Comentaron un poco más el artículo antes de despedirse; aunque coincidía con el Doctor C, de nada valía para Emily, ella debía ajustar las cintas, agregar ballenas y contener el aire, tanto de manera física como metafórica. Ni su figura ni su carácter se ajustaban, y los londinenses eran un corsé demasiado fuerte y rígido para luchar contra él.

Se asfixiaría, estaba segura…

∞∞∞

La fiesta de apertura de temporada de Lady Thomson había alterado los nervios de los Grant. Para colmo de males, Zachary no había podido excusarse y le correspondía cumplir con la tan amable anfitriona.

Le debían tanto…

Lady Mariana, la antigua soprano italiana y actual vizcondesa, era una de las mujeres mejor relacionadas de Inglaterra y, además, muy generosa. No dudaba en compartir su éxito con quienes apreciaba, y parecía haber resguardado bajo su ala protectora a los Grant. El motivo, según ella, era que conocía el desprecio de la élite en carne propia.

Como fuera, era la primera vez que los californianos asistirían a un evento de esa envergadura que en nada se parecía a las fiestas americanas. Un par de reuniones llevaban en Londres, menores y reducidas, y eso bastaba para saber que una fiesta todo a lo alto los intimidaría.

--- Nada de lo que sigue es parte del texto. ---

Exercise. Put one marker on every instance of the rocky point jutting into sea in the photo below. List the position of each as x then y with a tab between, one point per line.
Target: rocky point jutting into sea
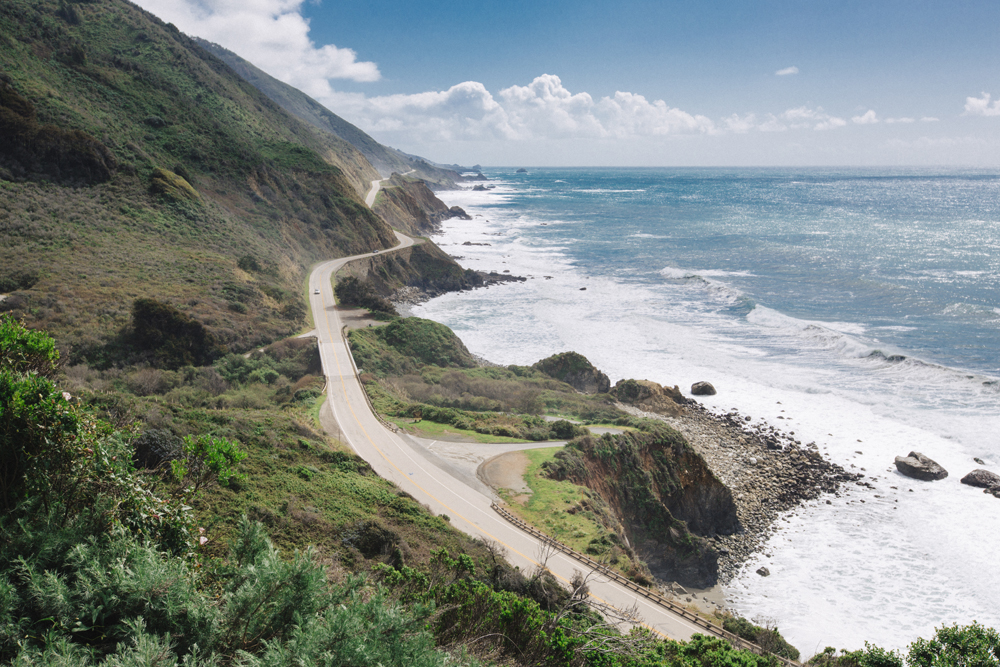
814	300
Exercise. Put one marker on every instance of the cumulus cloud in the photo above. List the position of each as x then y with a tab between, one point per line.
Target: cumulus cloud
981	106
272	34
800	118
867	118
543	109
741	124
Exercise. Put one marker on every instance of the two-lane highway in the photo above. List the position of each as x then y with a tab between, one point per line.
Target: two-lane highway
392	456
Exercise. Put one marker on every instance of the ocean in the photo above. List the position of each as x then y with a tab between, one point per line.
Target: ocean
858	308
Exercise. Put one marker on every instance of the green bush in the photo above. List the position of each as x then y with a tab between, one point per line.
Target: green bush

Emily estaba tan asustada que no opinó sobre el atuendo elegido. Por desgracia, aún no habían logrado conseguir una modista y solo contaban con las dotes de la doncella de la joven para arreglar los vestidos. Sandra parecía dudar sobre la elección, las joyas, los tocados y cada detalle. Estaba segura de que debían mostrar que, pese a no tener sangre noble, sí tenían dinero a raudales.

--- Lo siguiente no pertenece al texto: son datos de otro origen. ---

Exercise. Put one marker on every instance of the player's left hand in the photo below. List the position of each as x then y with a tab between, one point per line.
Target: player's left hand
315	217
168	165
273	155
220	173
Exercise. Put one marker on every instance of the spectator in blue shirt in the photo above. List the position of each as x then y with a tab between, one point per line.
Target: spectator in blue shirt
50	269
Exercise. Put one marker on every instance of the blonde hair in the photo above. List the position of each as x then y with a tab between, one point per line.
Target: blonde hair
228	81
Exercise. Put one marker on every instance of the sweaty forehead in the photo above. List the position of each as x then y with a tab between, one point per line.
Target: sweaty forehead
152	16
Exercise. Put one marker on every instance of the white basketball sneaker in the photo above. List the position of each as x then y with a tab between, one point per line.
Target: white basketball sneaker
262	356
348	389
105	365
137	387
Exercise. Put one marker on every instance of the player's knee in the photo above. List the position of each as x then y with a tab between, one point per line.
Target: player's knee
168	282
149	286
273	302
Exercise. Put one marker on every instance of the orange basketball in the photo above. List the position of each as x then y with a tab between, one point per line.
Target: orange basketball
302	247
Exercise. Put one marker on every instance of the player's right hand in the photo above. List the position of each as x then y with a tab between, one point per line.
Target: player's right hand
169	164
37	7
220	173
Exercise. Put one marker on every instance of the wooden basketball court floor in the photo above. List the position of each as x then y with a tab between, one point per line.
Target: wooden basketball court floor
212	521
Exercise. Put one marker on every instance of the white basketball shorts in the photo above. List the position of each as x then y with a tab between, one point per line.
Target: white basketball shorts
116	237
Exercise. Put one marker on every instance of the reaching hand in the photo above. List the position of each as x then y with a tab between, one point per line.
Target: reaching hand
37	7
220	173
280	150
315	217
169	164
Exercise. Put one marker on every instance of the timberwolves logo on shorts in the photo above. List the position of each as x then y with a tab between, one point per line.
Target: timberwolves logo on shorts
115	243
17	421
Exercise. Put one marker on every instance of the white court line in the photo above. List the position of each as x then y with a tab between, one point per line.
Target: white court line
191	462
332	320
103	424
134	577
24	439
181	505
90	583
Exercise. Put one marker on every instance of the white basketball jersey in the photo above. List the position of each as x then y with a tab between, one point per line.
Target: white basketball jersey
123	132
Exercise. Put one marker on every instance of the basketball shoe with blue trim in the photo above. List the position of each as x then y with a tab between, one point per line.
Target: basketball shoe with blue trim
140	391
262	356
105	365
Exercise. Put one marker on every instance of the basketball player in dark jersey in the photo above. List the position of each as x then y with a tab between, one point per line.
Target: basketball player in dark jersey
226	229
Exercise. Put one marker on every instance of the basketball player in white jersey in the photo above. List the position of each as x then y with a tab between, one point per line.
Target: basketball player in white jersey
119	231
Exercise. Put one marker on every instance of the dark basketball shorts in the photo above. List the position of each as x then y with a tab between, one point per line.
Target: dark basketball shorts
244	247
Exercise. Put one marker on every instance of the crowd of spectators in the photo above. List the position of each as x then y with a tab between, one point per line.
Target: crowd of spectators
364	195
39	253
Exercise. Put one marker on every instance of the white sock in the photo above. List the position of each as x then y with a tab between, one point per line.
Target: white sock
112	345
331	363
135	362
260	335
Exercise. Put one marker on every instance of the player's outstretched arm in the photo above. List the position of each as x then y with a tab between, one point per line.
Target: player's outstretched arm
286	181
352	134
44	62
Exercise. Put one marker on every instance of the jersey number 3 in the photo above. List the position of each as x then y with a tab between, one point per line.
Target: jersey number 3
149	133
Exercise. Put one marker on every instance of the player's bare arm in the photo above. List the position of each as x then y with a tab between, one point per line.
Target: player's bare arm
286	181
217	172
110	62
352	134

—Ay, Emily, querida —se quejó la mujer—, es que es lo único que tenemos para ofrecer, debemos mostrarlo todo —acotó sin percatarse de que sus palabras herían hondo en el espíritu de su hija.

Emily jamás se había acomplejado hasta el momento, nada tenía de qué avergonzarse. En California era una muchacha alegre, feliz, algo díscola y enérgica. Con sus cabalgatas al amanecer, sus atuendos masculinos y sus modales francos. Tampoco parecía molestar su aspecto corpulento ni las pecas en su cutis. En Londres, en cambio, daba la impresión de que toda ella estaba fuera de lugar, y comenzaba a hacer mella en su ánimo.

No quería darle la razón a Vanessa… no. Había escapado de las lenguas viperinas de América como para tener que lidiar con ellas ahí en Inglaterra. Vanessa con su educación y su actitud soberbia le recordaba que en Estados Unidos tampoco los aceptaban, Cameron, por suerte, le mostraba la otra cara. No todos los que habían nacido en cuna de oro eran despectivos… aunque últimamente le costaba encontrar ejemplos.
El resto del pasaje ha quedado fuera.